If the New York Times’ comprehensive account of the birth of the STUXNET worm that slowed Iran’s efforts to enrich uranium tells us anything, it’s that the Obama administration was remarkably naive about the potential for the proliferation of the cyberweapons it was developing.
Indeed, while discussions of the new territory the US was entering apparently took place in the White House, ultimately, an aide told the Times, the administration didn’t want to “develop a grand theory for a weapon whose possibilities they were still discovering.”
Then, in Summer 2010, an event the administration should have anticipated occurred: The STUXNET worm got loose and started replicating outside the Iranian enrichment plant that had been its target. In the wild, on the Internet, its was exposed for everyone to see.
And that, apparently, is when opportunistic hackers started to learn from it.
As outlined by Eric Gallant at Data Center Pro, STUXNET taught hackers that the “Industrial Control Systems” used in industrial production (think high-tech factories) and data centers were vulnerable to attack.
[Update: Ryan Ellis, a postdoc at Stanford whose research “focuses on contemporary debates about infrastructure security,” points out that “The vulnerability of SCADA and ICS systems was certainly well known well before the emergence of STUXNET. DHS, DOE, and NIST efforts targeting ICS and SCADA security have been going on for years.” So it’s more accurate to say that Stuxnet introduced a new code base into what had been an ongoing battle to secure these systems.]
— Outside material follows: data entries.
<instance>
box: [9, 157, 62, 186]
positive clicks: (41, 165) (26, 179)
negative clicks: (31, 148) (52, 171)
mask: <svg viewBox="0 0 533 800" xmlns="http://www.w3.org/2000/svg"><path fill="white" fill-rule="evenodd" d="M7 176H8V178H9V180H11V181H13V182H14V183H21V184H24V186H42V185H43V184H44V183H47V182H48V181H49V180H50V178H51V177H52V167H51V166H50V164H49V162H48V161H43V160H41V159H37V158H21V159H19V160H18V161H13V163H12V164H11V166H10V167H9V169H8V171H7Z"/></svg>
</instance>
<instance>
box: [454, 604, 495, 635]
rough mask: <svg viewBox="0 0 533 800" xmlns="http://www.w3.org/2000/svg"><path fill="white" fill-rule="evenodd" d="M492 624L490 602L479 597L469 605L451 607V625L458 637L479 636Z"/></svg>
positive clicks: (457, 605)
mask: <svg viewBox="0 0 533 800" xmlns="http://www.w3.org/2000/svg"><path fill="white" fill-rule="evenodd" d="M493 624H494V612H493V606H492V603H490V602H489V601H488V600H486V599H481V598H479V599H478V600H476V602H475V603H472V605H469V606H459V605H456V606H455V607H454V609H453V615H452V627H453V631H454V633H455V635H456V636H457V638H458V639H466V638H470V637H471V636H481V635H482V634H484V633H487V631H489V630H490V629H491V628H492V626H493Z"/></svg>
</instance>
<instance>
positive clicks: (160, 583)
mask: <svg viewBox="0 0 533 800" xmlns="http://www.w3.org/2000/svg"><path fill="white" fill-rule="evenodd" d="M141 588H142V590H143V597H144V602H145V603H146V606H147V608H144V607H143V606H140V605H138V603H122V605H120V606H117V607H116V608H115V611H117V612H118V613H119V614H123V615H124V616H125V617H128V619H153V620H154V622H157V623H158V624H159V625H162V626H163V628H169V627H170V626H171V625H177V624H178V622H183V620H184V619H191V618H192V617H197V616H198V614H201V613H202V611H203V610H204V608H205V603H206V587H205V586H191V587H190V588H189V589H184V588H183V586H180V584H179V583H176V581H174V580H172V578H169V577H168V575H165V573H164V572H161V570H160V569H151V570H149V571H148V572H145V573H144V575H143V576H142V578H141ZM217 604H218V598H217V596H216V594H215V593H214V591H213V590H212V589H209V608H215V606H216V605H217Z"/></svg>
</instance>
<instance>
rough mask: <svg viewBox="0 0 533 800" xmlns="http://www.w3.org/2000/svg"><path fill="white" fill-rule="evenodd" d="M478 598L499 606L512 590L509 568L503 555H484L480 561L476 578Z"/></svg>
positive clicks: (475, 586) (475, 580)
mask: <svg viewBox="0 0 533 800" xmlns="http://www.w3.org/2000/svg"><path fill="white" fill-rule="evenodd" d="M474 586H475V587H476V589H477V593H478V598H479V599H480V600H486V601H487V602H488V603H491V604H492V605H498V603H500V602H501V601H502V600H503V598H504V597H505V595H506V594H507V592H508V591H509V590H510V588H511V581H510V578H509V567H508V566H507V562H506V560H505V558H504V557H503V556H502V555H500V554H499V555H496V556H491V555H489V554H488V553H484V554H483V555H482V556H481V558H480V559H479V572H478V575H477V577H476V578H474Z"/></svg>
1. Proliferation of STUXNET code, with unknown targets.
In September 2011, a new STUXNET-like worm called Duqu was discovered. While its target is unclear, it may be designed to steal data about an Industrial Control System, prior to an actual attack. (Such surveillance was integral to the successful disabling of the Natanz enrichment plant during the STUXNET attack.)
2. “Industrial-grade” control system malware almost revealed at a Dallas information security conference.
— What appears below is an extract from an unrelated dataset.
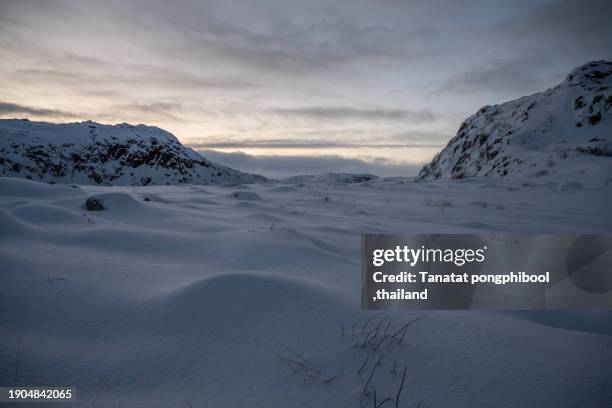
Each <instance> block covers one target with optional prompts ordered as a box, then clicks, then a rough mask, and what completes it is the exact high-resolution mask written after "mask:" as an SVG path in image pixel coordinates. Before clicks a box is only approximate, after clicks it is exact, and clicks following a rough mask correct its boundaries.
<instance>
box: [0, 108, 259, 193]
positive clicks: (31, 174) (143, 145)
mask: <svg viewBox="0 0 612 408" xmlns="http://www.w3.org/2000/svg"><path fill="white" fill-rule="evenodd" d="M0 176H11V177H23V178H27V179H32V180H39V181H47V182H59V183H77V184H102V185H148V184H223V185H235V184H243V183H255V182H261V181H265V178H263V177H261V176H257V175H253V174H247V173H242V172H240V171H237V170H233V169H231V168H229V167H225V166H221V165H218V164H216V163H213V162H210V161H208V160H206V159H205V158H203V157H202V156H200V155H199V154H198V153H196V152H195V151H193V150H191V149H189V148H187V147H185V146H183V145H182V144H181V143H180V142H179V141H178V139H177V138H176V137H174V135H172V134H171V133H169V132H166V131H164V130H162V129H159V128H157V127H153V126H145V125H137V126H133V125H129V124H125V123H124V124H120V125H115V126H111V125H102V124H99V123H95V122H89V121H88V122H81V123H68V124H54V123H45V122H31V121H29V120H27V119H24V120H21V119H8V120H0Z"/></svg>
The researchers claimed, “We will demonstrate how motivated attackers could penetrate even the most heavily fortified facilities in the world, without the backing of a nation state.” SCADA manufacturer Siemens and the US Department of Homeland Security requested that the researchers not continue with the demonstration citing public safety concerns.
3. Industrial Control System hacking “toolkit” released.
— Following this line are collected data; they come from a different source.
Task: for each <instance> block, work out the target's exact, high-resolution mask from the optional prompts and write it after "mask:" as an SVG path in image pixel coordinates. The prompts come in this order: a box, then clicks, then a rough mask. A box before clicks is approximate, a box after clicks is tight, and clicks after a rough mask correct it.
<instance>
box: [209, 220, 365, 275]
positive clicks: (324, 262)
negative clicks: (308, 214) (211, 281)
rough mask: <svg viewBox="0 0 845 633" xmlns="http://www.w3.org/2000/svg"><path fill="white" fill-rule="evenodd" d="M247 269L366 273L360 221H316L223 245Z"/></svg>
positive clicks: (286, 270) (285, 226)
In March 2011, Gleg, a Russian security firm offered for sale a software package known as The Agora SCADA+ Pack. The software contained 22 modules exploiting 11 zero-day vulnerabilities. The pack included data applicable to a wide variety of SCADA system manufacturer’s devices and software.
4. STUXNET code showed up in an “indestructible” zombie botnet that has infected millions of PCs.
This malware, known as TDL4, deploys a number of clever tricks to guarantee its own survival, including one borrowed straight from the world’s most sophisticated cyberweapon, Stuxnet.
The list of ways that STUXNET code originally developed by the US and Israel is being widely distributed, learned from and exploited goes on, and the full Data Center Pro post is worth reading if you want to understand how these attacks might eventually be carried out on the data centers on which the Internet and our financial infrastructure depends.
In general, the so-called SCADA (Supervisory Control and Data Acquisition) infrastructure of the US has been described as the “Achilles heel of critical infrastructure,” and Richard Clarke, former White House advisor on cyber security has asserted that China is already probing the US power grid.
The good news is that there are at least two reasons not to panic. The first is that it’s not yet clear just what impact these kinds of cyber attacks can have. Iran, for example, was slowed in its efforts, but that’s substantially different from the results of, say, a conventional bombing run on their enrichment facilities.
The second reason that we should temper our anxiety over cyber attacks is that there is a funny sort of asymmetry to cyber warfare. As is the case with anti-virus software, merely knowing that a threat exists can allow us to rapidly innoculate our systems against these threats. Whether or not we’re doing it is quite another question.
And that’s the one area where the Obama administration comes off as hopelessly naive in its conversations about the potential impact of the STUXNET worm: Didn’t it occur to anyone in the room that, once unleashed, this kind of attack would mean that every piece of critical computer-controlled infrastructure in the US would have to be evaluated, and forever-after upgraded, in order to defend against such an attack?